Retort gas, as you seem to be aiming for, may be a better candidate, as the gas isn’t diluted, so is more energetic.

My suggestion - aim for the proven “gasometer” technology. Basically a large gas bag, weighted at a few pounds pressure, minimum energy input, maximum functionality. For stationary applications bulk isn’t such a bad thing.


I think you hit the nail on the head Garry. Compressed gas may have it’s applications, but does not seem worth the effort for long distance applications in a mobile environment. I am looking into a small stationary set up for an engine generator and see where that leads me. I like the “simple” charcoal retort so far for starters. Thanks for the feedback.
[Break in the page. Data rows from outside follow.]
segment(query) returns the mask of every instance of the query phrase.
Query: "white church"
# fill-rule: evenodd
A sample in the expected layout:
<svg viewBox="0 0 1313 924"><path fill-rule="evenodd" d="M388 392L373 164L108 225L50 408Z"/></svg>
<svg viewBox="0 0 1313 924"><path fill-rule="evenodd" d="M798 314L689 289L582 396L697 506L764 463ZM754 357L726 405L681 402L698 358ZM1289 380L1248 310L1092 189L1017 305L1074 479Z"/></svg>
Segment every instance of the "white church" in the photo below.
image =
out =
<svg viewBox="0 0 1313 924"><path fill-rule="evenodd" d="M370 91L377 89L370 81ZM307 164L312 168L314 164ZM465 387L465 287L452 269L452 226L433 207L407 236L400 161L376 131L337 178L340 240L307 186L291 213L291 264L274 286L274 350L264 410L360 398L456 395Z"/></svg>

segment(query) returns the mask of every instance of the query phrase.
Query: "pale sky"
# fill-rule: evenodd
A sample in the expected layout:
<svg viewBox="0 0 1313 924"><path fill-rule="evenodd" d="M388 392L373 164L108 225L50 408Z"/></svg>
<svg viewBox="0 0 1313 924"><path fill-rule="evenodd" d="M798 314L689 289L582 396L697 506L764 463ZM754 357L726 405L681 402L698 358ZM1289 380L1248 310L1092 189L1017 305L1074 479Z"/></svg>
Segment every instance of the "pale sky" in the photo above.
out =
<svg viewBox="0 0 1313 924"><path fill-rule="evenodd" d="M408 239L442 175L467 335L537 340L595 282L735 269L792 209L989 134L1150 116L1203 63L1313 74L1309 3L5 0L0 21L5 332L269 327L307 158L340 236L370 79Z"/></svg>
JohnL there once was a youtube up on a SE Asia stationary engine/electrical generator being ran off of woodgas stored in big overhead clear polyethylene tube/bags. I recall only a 45 minute running time?
Past the combustion passed trough air/nitrogen energy dilution is the fact that CO gas with only one carbon can never match the energy density of any of the multiple cross/long chained fuels like butane, propane, methane (CH4!). Let alone super carbons/hydrogen’s rich gasoline or diesel fuels.

Butane and propane CAN be with just a wee bit of compression and comprehensive heat build up removal condensed down to a super-dense easy storeable liquid form.
Methane? Woodgas? Charcoalgas? Thousands and thousands of pounds per square inch and the containers to safely store that and it still cannot match energy store density of any fuel able to be liquidfied.

Ha! Why many of us will “work” for the raw woodgas . . . the live made ready to use CH4, steam vapors components to go along with the woosie H2 and low energy CO. Surprisingly in a piston IC engine the extremes of each of these balance each other out.

Blended is better in whiskeys and engine fuels.